In addition to the common complaint of restless sleep and frequent awakenings, up to half of patients with OSAHS report nocturnal sweating that typically occurs in the neck and upper chest area.41,42 This symptom is likely due to the increased work of breathing and respiratory effort in the setting of repetitive airway obstruction,50 but may also be a manifestation of the autonomic instability observed in OSAHS. Similar to dyspnea, nocturnal diaphoresis is a highly non-specific symptom with a broad differential diagnosis, including perimenopausal state, thyroid disease, tuberculosis, lymphoma, and myriad other co-morbid conditions that warrant further investigation.51

Gastroesophageal reflux (GER) also occurs with greater frequency in patients with OSAHS with prevalence rates of 64–73%, but appears to be unrelated to the severity of SDB.52,53 As GER and OSA share several risk factors, the exact relationship between the two entities has been difficult to characterize. However, it has been postulated that OSAHS may contribute to GER via the following mechanism: upper airway obstruction results in increased intraabdominal pressure combined with more negative intrathoracic pressure that produces an increased transdiaphragmatic pressure gradient, thereby promoting reflux of gastric contents into esophagus.50 In a long-term study of 331 patients, treatment of OSAHS with nasal positive pressure resulted in a 48% decrease in the frequency of nocturnal GER symptoms with higher pressures being associated with greater improvement, suggesting that OSAHS may indeed be a causal factor in nocturnal gastroesophageal reflux.54

Nocturia has also been observed with increased frequency in OSAHS with a reported 28% of patients experiencing four to seven episodes nightly.55 The presence and frequency of nocturia have been shown to be related to the severity of OSA,55,56 and the proposed physiologic mechanisms include increased atrial natriuretic peptide secretion with a corresponding increase in total urine output,57 or an increase in intraabdominal pressure. One study of 80 patients showed that although a majority of nocturnal awakenings were actually due to sleep-related phenomena (78.3% of 121 total awakenings), patients voluntarily urinated with each arousal and were only able to identify the correct source of the awakenings in five instances (4.9%).58 These data show that patients mistakenly attributed their arousals to need to urinate when they were in fact due to SDB, suggesting that patient misperception may be a contributing factor to the increased frequency of reported nocturia in OSAHS.
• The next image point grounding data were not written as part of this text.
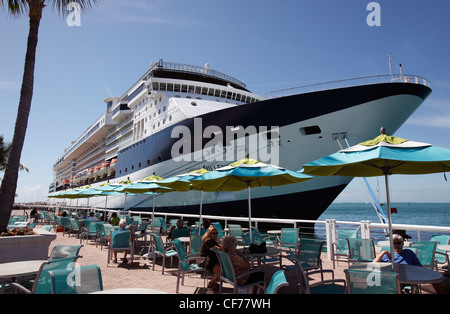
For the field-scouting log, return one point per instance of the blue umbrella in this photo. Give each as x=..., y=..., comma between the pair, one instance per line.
x=383, y=156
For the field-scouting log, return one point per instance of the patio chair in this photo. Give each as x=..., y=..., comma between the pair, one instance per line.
x=277, y=281
x=89, y=230
x=236, y=231
x=340, y=246
x=187, y=264
x=42, y=284
x=61, y=251
x=289, y=239
x=219, y=229
x=120, y=241
x=74, y=226
x=371, y=282
x=227, y=273
x=166, y=250
x=76, y=280
x=329, y=286
x=105, y=235
x=361, y=250
x=426, y=253
x=441, y=256
x=195, y=244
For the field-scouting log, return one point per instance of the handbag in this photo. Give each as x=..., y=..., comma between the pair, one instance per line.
x=258, y=248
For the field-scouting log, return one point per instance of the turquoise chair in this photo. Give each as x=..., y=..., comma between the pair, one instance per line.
x=277, y=281
x=289, y=239
x=77, y=280
x=371, y=282
x=219, y=229
x=166, y=250
x=187, y=264
x=42, y=283
x=329, y=286
x=60, y=251
x=441, y=256
x=341, y=245
x=227, y=273
x=361, y=250
x=426, y=253
x=120, y=241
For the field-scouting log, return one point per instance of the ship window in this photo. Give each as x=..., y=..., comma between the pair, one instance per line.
x=310, y=130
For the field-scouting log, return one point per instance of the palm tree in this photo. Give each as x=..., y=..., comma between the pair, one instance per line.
x=34, y=10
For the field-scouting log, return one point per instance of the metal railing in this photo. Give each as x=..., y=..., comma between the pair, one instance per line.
x=376, y=79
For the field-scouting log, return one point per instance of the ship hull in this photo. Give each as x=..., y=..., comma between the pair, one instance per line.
x=356, y=113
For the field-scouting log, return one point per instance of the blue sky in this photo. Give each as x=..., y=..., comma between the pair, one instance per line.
x=269, y=45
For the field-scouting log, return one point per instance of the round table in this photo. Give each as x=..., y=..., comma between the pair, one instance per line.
x=407, y=274
x=19, y=269
x=130, y=291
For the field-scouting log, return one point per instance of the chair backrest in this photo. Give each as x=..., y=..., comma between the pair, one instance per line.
x=107, y=229
x=76, y=280
x=219, y=228
x=372, y=282
x=42, y=283
x=182, y=232
x=289, y=236
x=235, y=230
x=60, y=251
x=341, y=241
x=425, y=252
x=74, y=223
x=361, y=249
x=196, y=244
x=226, y=266
x=310, y=251
x=120, y=239
x=277, y=281
x=256, y=237
x=158, y=243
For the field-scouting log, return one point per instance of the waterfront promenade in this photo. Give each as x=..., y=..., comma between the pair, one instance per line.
x=139, y=274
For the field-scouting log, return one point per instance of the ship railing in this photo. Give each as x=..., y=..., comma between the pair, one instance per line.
x=196, y=69
x=375, y=79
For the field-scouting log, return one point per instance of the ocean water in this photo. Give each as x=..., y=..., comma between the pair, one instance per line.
x=427, y=214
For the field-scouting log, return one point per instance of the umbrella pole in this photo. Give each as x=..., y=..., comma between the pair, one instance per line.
x=249, y=214
x=391, y=239
x=200, y=218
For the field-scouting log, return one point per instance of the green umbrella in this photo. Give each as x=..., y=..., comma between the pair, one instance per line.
x=383, y=156
x=147, y=185
x=247, y=174
x=182, y=183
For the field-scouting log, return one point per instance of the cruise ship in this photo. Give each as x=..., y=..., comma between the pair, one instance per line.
x=177, y=118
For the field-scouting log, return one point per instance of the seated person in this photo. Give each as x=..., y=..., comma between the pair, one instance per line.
x=114, y=219
x=122, y=226
x=240, y=263
x=401, y=256
x=180, y=225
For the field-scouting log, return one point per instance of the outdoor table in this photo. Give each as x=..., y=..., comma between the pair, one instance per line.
x=271, y=251
x=130, y=291
x=12, y=270
x=408, y=274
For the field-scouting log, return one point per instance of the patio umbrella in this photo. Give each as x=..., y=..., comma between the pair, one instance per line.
x=182, y=183
x=147, y=185
x=247, y=174
x=383, y=156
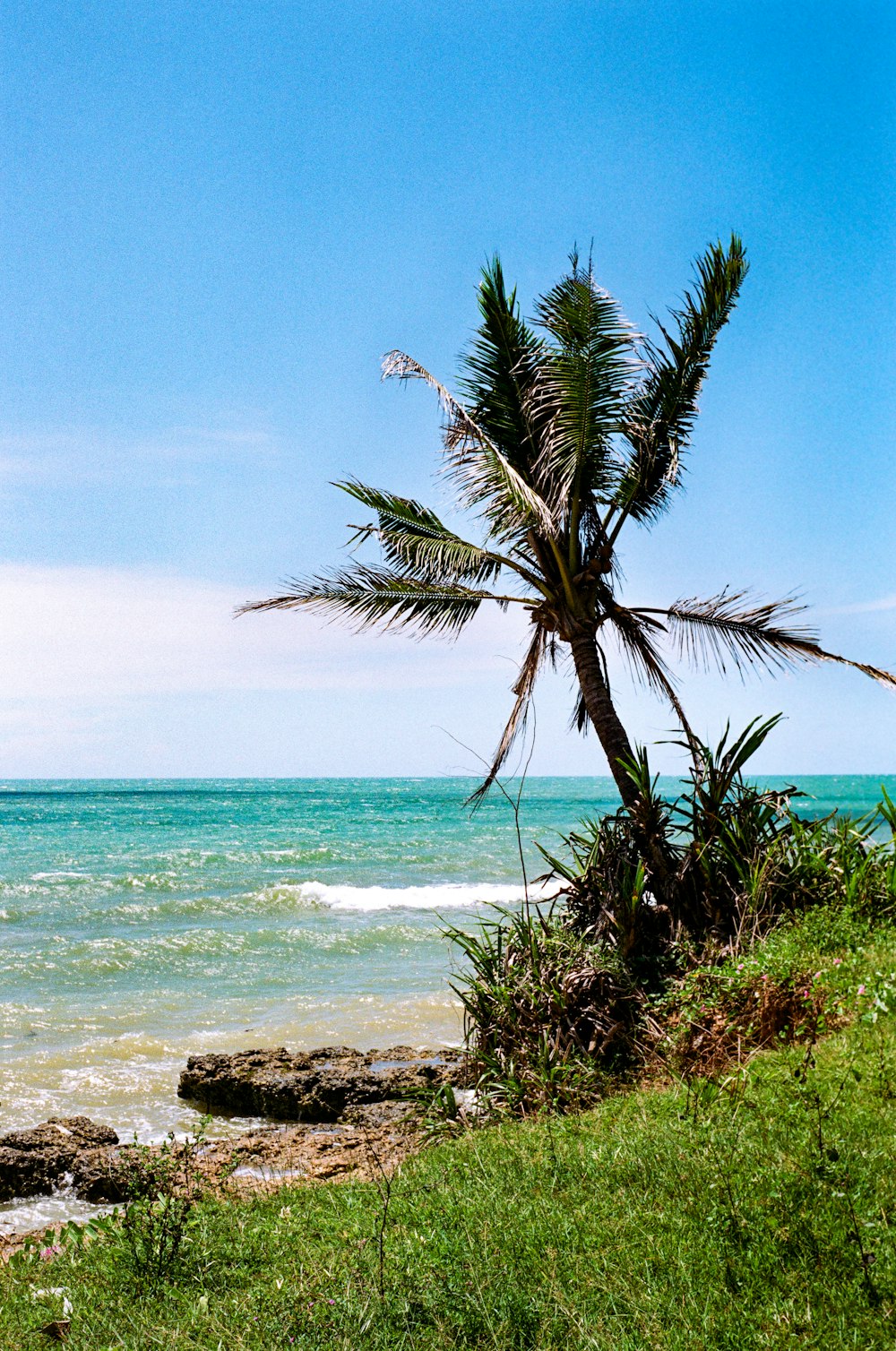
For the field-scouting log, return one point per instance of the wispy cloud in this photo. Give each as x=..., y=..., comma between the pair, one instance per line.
x=84, y=454
x=104, y=634
x=864, y=607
While the nocturnal symptoms of OSAHS are characteristic and tend to be more specific for the disease, the common daytime symptoms are less specific as they can result from abnormal sleep of any cause. Excessive daytime sleepiness (EDS) is the most common daytime complaint in patients with OSAHS;30,35,41 however, as 30–50% of the general population also report moderate to severe sleepiness,8,59 this symptom alone is a poor predictor of OSAHS. EDS is caused by sleep fragmentation leading to frequent arousals and insufficient sleep;40 it is manifested by the inappropriate urge to sleep, particularly during relaxing, sedentary activities (i.e. watching television, reading). As it worsens, the inability to control sleepiness can result in dozing during meetings, active conversations, and at mealtimes. When severe, EDS can be a cause of motor vehicle and machinery accidents, poor school or job performance, and relationship discord.
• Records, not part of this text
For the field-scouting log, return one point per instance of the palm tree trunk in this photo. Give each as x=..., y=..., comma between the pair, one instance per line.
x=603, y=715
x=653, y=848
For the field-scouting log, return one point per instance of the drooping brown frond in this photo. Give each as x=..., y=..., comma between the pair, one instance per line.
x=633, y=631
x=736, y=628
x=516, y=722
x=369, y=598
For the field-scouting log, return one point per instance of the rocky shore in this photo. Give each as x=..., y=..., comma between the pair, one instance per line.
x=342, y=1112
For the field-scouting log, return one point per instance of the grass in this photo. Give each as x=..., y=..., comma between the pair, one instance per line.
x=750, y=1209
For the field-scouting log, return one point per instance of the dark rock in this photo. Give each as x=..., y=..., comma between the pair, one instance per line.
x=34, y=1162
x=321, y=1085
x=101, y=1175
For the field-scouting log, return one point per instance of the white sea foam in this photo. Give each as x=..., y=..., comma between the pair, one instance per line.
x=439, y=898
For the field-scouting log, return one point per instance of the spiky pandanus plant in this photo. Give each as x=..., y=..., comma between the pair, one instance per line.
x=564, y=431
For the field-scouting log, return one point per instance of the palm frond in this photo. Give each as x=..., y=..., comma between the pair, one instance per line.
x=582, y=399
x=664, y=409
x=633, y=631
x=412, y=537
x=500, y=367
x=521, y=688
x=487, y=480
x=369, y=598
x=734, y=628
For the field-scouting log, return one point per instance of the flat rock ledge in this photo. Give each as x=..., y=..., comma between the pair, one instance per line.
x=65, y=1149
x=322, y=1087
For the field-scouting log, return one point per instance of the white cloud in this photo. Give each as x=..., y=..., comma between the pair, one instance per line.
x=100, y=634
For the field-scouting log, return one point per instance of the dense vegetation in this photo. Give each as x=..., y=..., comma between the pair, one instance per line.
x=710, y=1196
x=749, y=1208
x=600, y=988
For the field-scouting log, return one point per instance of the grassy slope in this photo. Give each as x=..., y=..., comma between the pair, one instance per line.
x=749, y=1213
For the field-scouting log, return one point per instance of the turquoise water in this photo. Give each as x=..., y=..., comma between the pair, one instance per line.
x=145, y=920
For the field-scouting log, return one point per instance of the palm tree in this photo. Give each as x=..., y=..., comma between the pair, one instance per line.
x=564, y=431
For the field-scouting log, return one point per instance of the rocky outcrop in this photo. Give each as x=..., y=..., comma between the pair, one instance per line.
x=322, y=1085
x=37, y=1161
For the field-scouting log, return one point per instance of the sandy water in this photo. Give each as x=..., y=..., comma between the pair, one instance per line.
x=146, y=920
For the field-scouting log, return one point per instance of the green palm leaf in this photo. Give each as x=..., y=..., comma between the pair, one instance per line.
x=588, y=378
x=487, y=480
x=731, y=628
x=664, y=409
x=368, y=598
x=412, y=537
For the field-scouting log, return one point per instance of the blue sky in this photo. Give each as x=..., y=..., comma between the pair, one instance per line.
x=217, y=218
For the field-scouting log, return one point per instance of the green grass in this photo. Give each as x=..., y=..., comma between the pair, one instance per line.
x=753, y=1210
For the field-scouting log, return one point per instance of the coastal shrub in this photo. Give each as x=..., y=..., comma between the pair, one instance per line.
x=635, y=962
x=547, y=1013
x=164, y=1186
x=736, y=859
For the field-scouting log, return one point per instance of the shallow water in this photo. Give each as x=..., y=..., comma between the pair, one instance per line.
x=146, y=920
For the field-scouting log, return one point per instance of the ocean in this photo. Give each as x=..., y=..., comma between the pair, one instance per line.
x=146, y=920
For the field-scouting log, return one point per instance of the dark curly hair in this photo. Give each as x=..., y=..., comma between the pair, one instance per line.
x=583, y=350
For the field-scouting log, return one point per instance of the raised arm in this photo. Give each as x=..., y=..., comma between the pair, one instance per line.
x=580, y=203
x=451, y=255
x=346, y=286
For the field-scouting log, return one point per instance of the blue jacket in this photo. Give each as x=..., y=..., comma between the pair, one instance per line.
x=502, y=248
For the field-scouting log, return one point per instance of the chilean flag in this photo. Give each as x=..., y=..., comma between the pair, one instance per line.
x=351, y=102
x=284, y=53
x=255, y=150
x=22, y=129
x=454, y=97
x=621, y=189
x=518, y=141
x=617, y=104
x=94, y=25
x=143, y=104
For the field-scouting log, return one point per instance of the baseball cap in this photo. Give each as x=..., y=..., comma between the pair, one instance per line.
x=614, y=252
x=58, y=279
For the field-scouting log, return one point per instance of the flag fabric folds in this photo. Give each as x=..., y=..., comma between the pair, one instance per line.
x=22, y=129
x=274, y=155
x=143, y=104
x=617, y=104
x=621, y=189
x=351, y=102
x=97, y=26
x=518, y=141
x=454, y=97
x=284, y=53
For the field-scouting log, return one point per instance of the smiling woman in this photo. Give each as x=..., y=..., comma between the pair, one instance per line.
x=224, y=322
Establishing the presence and severity of inappropriate daytime sleepiness can be challenging. EDS is often insidious, may be subtle, and is often confused with fatigue or lethargy. Patients themselves often have a poor perception of EDS severity and underestimate their level of impairment.60 Co-morbidities such as chronic insomnia, depression, fibromyalgia, and other organic diseases, as well as medication use or substance abuse, may contribute to the symptom of inappropriate sleepiness. The clinician should focus on the urge to sleep in passive situations, since both physical and mental activity can mask underlying EDS.

The Epworth Sleepiness Scale (ESS) is a simple, self-administered questionnaire that is a quick and inexpensive tool with a high test–retest reliability,2 and is thus a practical means of measuring the general level of daytime sleepiness. Patients are asked to assess their probability of falling asleep in eight situations commonly encountered in daily life, and a numeric score is tabulated. Higher Epworth scores, reflecting increased average sleep propensity, are able to distinguish patients with OSAHS from primary snorers and appear to correlate with severity of OSA as well as sleep latency measured objectively during multiple sleep latency testing.35,61,62 The major disadvantage of the ESS is its reliance on subjective reporting by patients who may underestimate or intentionally underreport severity of daytime sleepiness.39

Morning or nocturnal headaches are reported in about half of patients with OSAHS, are typically dull and generalized, last 1 to 2 hours, and may require analgesics.1,35 However, this symptom is non-specific as morning headaches occur in 5–8% of the general population and have been associated with many other entities, including other sleep disorders as well as depression, anxiety, and various medical conditions.63,64 These headaches have been attributed to nocturnal episodes of oxygen desaturation, hypercapnia, cerebral vasodilatation with resultant increases in intracranial pressure, and impaired sleep quality with corresponding polysomnographic evidence of decreased total sleep time, sleep efficiency, and amount of REM sleep.65,66 It has been observed that treatment of the underlying OSAHS results in disappearance of the morning headaches.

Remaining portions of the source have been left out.